Even now, more than six months after COVID-19 arrived in Pennsylvania, the public still doesn’t have a complete picture of how many people have died or been sickened by the virus inside these vulnerable facilities.
Weekly reports released by the Department of Health are consistently missing data for more than 100 of the state’s 693 nursing homes. In at least one case, those omissions obscured a deadly outbreak from the public. While the specific facilities missing data varies each week, 42 have not shown anything for more than two months.
It’s not clear why, week after week, some facilities are still missing the counts.
New Jersey Gov. Phil Murphy is reopening indoor dining. Restaurants are still worried.
Two months ago, New Jersey Gov. Phil Murphy cited spiking coronavirus infections in other states as a reason to postpone the return of indoor dining. As restaurants opened across the country, he said, it was clearly sparking new outbreaks.

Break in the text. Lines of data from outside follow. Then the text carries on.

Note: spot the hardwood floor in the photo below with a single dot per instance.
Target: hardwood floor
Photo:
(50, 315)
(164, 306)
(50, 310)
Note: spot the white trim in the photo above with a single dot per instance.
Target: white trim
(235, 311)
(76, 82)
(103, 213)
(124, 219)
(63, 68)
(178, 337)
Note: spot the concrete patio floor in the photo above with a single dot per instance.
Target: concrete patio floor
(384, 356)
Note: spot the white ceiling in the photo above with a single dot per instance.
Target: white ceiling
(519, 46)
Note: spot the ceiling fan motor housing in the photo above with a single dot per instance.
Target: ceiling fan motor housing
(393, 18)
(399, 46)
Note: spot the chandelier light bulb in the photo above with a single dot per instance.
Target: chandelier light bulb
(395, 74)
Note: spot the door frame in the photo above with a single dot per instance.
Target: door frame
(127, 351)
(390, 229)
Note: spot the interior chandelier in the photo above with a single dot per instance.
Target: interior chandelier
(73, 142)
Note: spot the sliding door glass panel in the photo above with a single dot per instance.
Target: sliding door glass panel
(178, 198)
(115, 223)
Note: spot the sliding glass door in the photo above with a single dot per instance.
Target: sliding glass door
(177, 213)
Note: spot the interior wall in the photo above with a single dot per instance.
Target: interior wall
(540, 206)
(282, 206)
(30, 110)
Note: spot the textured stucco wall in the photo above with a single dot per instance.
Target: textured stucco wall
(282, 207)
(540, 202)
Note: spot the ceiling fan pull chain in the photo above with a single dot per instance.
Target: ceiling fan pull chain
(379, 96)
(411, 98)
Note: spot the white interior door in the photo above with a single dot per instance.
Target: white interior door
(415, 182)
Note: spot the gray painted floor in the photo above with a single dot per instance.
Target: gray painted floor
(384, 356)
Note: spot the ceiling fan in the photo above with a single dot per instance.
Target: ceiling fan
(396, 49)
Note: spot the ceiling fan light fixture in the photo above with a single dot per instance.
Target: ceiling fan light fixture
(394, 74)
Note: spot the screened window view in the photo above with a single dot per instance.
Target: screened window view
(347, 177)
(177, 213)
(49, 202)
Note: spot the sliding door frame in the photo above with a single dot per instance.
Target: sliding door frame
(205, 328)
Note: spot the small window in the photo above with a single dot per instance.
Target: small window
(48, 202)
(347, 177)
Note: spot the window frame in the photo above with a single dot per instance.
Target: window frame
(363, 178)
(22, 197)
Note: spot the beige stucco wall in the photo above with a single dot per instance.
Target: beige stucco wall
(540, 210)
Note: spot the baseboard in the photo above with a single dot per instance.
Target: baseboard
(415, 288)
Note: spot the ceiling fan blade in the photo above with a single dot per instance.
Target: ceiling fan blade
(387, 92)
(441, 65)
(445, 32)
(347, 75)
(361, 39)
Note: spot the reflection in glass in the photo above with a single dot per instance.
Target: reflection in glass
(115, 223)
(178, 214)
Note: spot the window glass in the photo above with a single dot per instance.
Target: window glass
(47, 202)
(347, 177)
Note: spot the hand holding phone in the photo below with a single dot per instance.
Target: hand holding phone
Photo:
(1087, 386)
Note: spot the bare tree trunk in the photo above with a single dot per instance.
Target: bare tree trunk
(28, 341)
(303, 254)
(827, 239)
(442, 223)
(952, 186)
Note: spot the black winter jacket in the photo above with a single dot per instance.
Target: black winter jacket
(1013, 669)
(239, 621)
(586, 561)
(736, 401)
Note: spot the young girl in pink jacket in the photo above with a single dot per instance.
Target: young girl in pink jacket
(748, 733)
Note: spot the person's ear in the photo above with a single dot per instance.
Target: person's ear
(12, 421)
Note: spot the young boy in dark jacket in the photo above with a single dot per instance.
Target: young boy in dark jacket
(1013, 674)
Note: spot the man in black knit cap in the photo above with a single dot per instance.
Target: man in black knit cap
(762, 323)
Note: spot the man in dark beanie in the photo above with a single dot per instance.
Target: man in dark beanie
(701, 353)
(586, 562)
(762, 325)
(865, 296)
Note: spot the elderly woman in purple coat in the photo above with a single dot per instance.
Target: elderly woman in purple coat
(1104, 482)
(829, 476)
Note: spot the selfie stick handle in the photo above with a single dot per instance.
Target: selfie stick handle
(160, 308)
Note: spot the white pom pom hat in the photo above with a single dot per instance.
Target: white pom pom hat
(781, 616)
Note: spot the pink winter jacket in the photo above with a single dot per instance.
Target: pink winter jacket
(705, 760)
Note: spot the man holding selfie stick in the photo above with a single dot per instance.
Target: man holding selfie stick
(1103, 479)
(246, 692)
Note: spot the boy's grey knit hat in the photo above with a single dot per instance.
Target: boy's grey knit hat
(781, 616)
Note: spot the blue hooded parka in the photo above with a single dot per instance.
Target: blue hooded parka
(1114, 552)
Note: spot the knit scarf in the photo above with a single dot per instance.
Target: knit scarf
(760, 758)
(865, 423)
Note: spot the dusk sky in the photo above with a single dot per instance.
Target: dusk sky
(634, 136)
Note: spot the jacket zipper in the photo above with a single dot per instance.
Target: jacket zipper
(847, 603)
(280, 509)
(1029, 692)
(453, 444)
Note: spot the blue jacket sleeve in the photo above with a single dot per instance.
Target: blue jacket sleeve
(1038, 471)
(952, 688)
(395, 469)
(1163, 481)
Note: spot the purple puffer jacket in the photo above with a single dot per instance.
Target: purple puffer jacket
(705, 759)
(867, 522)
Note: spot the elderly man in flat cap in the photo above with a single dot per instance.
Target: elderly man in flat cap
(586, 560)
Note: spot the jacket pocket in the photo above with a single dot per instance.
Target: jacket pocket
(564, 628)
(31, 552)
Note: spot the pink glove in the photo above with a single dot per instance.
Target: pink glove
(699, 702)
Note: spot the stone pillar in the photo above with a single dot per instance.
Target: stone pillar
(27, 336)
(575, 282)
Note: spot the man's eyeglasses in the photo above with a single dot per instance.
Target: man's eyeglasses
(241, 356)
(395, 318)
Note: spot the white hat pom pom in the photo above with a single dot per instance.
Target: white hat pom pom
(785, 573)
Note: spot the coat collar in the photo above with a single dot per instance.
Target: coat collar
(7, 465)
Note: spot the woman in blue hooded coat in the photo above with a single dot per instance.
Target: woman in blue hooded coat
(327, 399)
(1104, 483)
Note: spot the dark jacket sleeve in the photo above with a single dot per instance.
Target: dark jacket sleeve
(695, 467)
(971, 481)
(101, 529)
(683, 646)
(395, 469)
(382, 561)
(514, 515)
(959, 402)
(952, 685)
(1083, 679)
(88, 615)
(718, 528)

Now, as the state’s restaurant industry prepares to open indoor dining rooms on Friday, some fear the fate of their businesses will continue to depend on how others handle the pandemic.
Marilou Halvorsen, president of the New Jersey Restaurant and Hospitality Association, said her group’s members have been working for months on sanitation procedures and improvements to airflow in their buildings. But as gyms and schools open alongside her industry’s businesses, she fears restaurants will be blamed for any resurgence of the virus.
“I never want people to think we are dismissive of public health and safety,” Halvorsen said. “But through these months when we saw things opening, and saw that restaurants that deal with sanitation protocols weren’t part of it, we wanted to show [Murphy] what we’re about, and walk him through what we do.”
For 125,000 Philly students heading back to school today, there’s ‘a level of excitement,’ but concerns about finances
Launching a school year fully remotely will without doubt be a challenge, Philadelphia’s schools chief said.
How will students and teachers build community? How will they overcome technology challenges? What about parents who lack child care, and kids starved for socialization and face time with educators?
But as 125,000 Philadelphia School District students prepare to return to class Wednesday, “there’s still a level of excitement and optimism” with the launch of a new term, Superintendent William R. Hite Jr. said Tuesday.
The district will not hold in-person classes at least until mid-November, though Hite said the school system’s most vulnerable students could return earlier if building and health conditions permit.
‘Assume that everyone around you is infected,’ city tells Temple students; Cherry Hill schools go virtual
Philadelphia’s top health official told Temple University students on Tuesday that “you should assume that everyone around you is infected” as the number of cases associated with the school increased.
The university is up to 127 confirmed cases after reporting 103 over the weekend. Temple and city health officials tested nearly 500 Temple students Monday and are awaiting the results, Health Commissioner Thomas Farley said.
Contact tracing has shown that Temple students have most likely been exposed to the virus in off-campus apartments and at small social gatherings. Temple has moved most instruction online at least through Sept. 11.
Because many students live off campus, Farley said there could be “substantial risk” that the outbreak among Temple students could spread to other Philadelphia residents — though that has not yet been seen.
“This is our nightmare, that Temple could [drive] a COVID outbreak that puts the work that the entire city is doing in jeopardy,” said Steve Newman, president of the Temple Association of University Professionals, the faculty union. “The fact that it’s a possibility should be deeply concerning to all of us, and suggests that this two-week pause is not enough.”